First reports of hostages returning home
Meanwhile, there are reports in the Israeli media about the conditions in which those kidnapped had to live. According to some family members, their relatives were not mistreated during their captivity in the Gaza Strip. Hostage detention conditions were described as harsh. The media said people prepared their own food – some days there was no food at all.
It is said that there were problems accessing the bathrooms. There were also no sun loungers or beds; people slept on benches or armchairs together. People were not always kept in underground rooms during their nearly seven weeks of captivity – and had to change location repeatedly. Guards sometimes allowed some of the hostages to listen to Israeli radio. Other hostages, on the other hand, were isolated from the outside world and clueless.
The head of the Islamist group Hamas in the Gaza Strip, Jihia al-Sinwar, reportedly visited Israeli hostages after they were kidnapped in the coastal strip. Israeli television reported this on Monday, citing a freed hostage. “You are safer here, nothing will happen to you,” he said.
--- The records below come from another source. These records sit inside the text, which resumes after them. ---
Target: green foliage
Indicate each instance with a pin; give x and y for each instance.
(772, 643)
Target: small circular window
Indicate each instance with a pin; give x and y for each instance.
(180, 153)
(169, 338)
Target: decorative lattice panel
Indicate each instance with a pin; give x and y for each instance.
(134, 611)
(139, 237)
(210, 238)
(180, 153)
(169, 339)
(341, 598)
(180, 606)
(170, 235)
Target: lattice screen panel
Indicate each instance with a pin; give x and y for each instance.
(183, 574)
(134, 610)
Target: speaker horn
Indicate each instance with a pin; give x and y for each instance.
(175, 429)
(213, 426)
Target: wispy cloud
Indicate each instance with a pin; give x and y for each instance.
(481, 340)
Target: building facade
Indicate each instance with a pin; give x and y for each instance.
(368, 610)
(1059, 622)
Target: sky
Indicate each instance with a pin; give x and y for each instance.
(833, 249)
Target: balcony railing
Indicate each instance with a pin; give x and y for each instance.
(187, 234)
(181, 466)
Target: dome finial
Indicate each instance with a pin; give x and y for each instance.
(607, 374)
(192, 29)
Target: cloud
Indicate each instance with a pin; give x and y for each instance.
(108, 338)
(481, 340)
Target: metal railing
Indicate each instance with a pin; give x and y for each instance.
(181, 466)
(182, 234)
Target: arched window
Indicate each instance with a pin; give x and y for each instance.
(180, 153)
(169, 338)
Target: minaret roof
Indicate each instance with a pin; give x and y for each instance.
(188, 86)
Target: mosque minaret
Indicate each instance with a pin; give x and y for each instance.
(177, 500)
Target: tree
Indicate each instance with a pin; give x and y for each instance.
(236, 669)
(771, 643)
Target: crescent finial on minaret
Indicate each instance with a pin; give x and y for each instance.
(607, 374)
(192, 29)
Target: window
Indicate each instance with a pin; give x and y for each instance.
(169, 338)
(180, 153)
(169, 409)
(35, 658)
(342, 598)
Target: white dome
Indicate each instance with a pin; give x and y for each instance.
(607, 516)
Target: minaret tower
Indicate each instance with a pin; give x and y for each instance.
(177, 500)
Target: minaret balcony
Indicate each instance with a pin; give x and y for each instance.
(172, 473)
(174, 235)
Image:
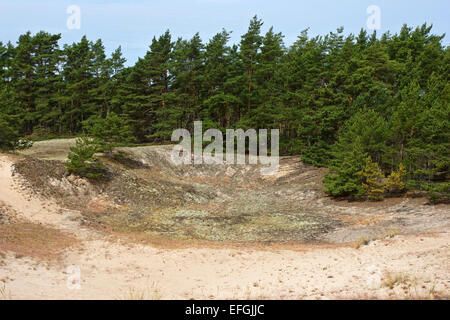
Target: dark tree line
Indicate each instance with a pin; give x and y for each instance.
(336, 99)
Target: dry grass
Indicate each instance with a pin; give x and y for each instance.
(150, 293)
(34, 241)
(5, 294)
(392, 280)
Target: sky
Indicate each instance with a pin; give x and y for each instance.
(132, 23)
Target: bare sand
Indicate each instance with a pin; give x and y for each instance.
(412, 266)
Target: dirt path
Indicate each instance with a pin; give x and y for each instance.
(411, 266)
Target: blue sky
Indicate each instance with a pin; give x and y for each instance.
(133, 23)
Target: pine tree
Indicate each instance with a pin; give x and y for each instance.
(373, 180)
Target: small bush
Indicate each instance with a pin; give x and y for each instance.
(373, 180)
(395, 183)
(82, 162)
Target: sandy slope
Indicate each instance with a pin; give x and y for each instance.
(111, 269)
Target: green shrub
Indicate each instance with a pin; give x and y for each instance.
(373, 180)
(82, 162)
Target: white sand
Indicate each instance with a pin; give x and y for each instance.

The report cannot be independently verified.
“Humiliating” prison conditions
As in previous days of exchanges between hostages and prisoners, many people took to the streets on Sunday night in the West Bank – where the prisoners will initially be returned – to greet the buses with the freed prisoners.
Conditions in the prisons were “humiliating”, Sarah al-Suwaisa, one of the 39 freed Palestinian prisoners, told the BBC. Pepper spray was used against prisoners and they were also locked in “dark rooms,” she said, without providing further information. The prisoners suffered from the cold.
USA: Probably not all hostages in Gaza are in the hands of Hamas
However, the US government assumes that not all hostages kidnapped in the Gaza Strip are held by Hamas. “We believe that not all of the hostages are in the hands of Hamas,” National Security Council communications director John Kirby said on US television on Monday morning (local time). It can be assumed that there are other groups holding some of the hostages.
Regarding a possible extension of the ceasefire to free more hostages against Israeli Palestinian prisoners, Kirby said that in order to do so, Hamas terrorists would also have to find and recover those hostages. Kirby did not provide several hostages that may be in the hands of other groups. CNN reported about 40 hostages, citing unnamed diplomatic sources.